It's of course necessary to acknowledge that for Bergman, to create a humane film is not to make something deeply compassionate and light; it's to be attentive to the humility that reveals these aspects, and it's bound to be a rather bleak outing. Work is not coming too easily for these carnies. The ringmaster, Albert Johansson (Åke Grönberg), is having regrets about abandoning his wife Agda (Annika Tretow) and his children for life on the road, for he is finding it difficult to make ends meet. At the same time, he is conflicted because of the fact that he cannot handle stasis. He considers his wife's life on a quiet street to be trifling and inactive, but when the troupe returns to Albert's hometown in need of new costumes from the town theater, he feels a desire to be in her company once again. Meanwhile, Albert's voluptuous mistress Anne, played by Bergman's wife of the time, Harriet Andersson, drifts towards infidelity herself, flirting temperamentally with the theater's androgynous Shakespearean actor, Frans (Hasse Ekman). When Frans essentially has sex with her against her will, an indecent act which is only suggested by Frans' bogus offer of a precious amulet after locking the doors, it triggers a threatening power play between Albert, Anne, and Frans, one that Albert is most passionately involved in.

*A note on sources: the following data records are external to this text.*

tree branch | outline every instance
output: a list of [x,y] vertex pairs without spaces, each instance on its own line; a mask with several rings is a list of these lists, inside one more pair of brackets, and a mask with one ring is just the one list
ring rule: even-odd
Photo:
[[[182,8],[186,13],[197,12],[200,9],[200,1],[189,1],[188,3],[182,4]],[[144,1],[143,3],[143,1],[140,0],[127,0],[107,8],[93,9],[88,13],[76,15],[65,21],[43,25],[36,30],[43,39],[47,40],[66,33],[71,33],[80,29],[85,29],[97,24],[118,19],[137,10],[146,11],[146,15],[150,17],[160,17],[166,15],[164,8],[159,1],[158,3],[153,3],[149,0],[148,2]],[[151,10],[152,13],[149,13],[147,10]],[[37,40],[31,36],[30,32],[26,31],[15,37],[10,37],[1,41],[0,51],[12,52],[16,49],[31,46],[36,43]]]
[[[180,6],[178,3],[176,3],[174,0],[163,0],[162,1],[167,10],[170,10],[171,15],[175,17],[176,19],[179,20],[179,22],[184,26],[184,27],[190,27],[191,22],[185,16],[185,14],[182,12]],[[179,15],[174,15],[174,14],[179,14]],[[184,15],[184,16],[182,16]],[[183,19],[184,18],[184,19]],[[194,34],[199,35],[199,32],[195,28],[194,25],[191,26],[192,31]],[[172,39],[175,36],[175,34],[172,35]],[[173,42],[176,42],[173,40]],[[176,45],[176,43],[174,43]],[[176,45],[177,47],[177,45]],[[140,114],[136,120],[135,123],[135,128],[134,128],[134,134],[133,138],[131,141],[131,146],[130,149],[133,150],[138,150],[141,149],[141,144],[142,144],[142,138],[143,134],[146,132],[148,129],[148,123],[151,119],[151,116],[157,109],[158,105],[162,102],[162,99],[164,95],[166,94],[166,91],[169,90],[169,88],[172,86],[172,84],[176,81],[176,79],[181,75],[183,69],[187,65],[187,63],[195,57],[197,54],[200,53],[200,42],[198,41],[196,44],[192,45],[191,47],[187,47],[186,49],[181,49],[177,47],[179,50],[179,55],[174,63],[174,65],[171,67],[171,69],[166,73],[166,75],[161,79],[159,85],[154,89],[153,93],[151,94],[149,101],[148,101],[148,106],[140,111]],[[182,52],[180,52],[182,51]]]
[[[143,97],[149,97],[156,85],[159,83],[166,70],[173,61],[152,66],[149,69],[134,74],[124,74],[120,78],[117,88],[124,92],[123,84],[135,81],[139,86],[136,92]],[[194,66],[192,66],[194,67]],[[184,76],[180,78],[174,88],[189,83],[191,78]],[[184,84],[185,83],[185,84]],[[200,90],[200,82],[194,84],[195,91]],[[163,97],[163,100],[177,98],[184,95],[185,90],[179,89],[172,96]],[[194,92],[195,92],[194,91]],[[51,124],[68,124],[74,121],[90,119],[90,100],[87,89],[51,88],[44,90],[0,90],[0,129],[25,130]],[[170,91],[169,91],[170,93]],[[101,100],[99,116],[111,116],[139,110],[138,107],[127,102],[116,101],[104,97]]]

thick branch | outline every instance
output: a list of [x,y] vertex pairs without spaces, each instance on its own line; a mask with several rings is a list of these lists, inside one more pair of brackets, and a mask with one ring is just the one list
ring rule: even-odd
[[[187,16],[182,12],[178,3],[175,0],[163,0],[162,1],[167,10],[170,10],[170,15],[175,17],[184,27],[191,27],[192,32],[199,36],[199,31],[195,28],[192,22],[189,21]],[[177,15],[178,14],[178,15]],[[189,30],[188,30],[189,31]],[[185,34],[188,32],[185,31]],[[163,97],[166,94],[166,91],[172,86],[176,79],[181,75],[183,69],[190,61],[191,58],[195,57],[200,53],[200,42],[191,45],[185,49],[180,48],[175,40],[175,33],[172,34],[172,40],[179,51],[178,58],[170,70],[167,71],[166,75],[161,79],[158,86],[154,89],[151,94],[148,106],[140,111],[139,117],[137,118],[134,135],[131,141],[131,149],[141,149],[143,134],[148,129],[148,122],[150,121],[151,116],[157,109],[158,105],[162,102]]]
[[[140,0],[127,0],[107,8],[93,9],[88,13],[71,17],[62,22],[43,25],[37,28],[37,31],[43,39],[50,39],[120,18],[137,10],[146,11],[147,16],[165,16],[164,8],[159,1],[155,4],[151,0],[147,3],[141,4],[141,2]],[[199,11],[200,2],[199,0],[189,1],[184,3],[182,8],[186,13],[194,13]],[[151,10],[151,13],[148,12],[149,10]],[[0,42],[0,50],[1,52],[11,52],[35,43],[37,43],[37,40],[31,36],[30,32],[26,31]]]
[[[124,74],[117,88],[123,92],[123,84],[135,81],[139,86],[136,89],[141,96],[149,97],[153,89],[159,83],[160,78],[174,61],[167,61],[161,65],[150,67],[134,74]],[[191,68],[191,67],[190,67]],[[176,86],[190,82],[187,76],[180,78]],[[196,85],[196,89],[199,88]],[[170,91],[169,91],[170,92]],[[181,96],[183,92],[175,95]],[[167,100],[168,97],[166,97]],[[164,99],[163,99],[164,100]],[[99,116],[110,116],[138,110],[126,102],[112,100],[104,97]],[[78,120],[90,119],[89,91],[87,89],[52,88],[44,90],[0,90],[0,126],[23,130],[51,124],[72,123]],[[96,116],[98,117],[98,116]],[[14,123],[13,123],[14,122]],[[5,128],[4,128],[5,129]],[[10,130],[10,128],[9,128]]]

Sawdust and Tinsel is one of the first times Bergman embraced the themes of shame and humiliation in a sexual context. Fear of disloyalty pervades the film, only augmented by Andersson's frank, domineering beauty, which is evident in the way she commands the ring during performances and the way she criticizes the theater's actresses for their flat chests. There is almost a masculine bravado to Anne's presence, even if most of her expressions tend towards inertia or anxiety, and it's as if the glimpse of underarm hair during her seductive talk with Frans is a conscious visual signifier of this. One can understand Albert's brute possessiveness towards her, and the fact that he is so enraged when after relentless questioning he discovers her informal tryst with Frans. Yet this scene also begins as a remorseless display of power, with Albert threatening Anne with violence, and ends as a pitiful showcase as he moans about the futility of life while perspiring profusely. After nearly taking the life of Frost, who spontaneously shows up in the trailer during Albert's most heated moment, he turns the gun haphazardly on himself, lamenting the "pity that people must live on this Earth", but quickly pulls it away in subservience.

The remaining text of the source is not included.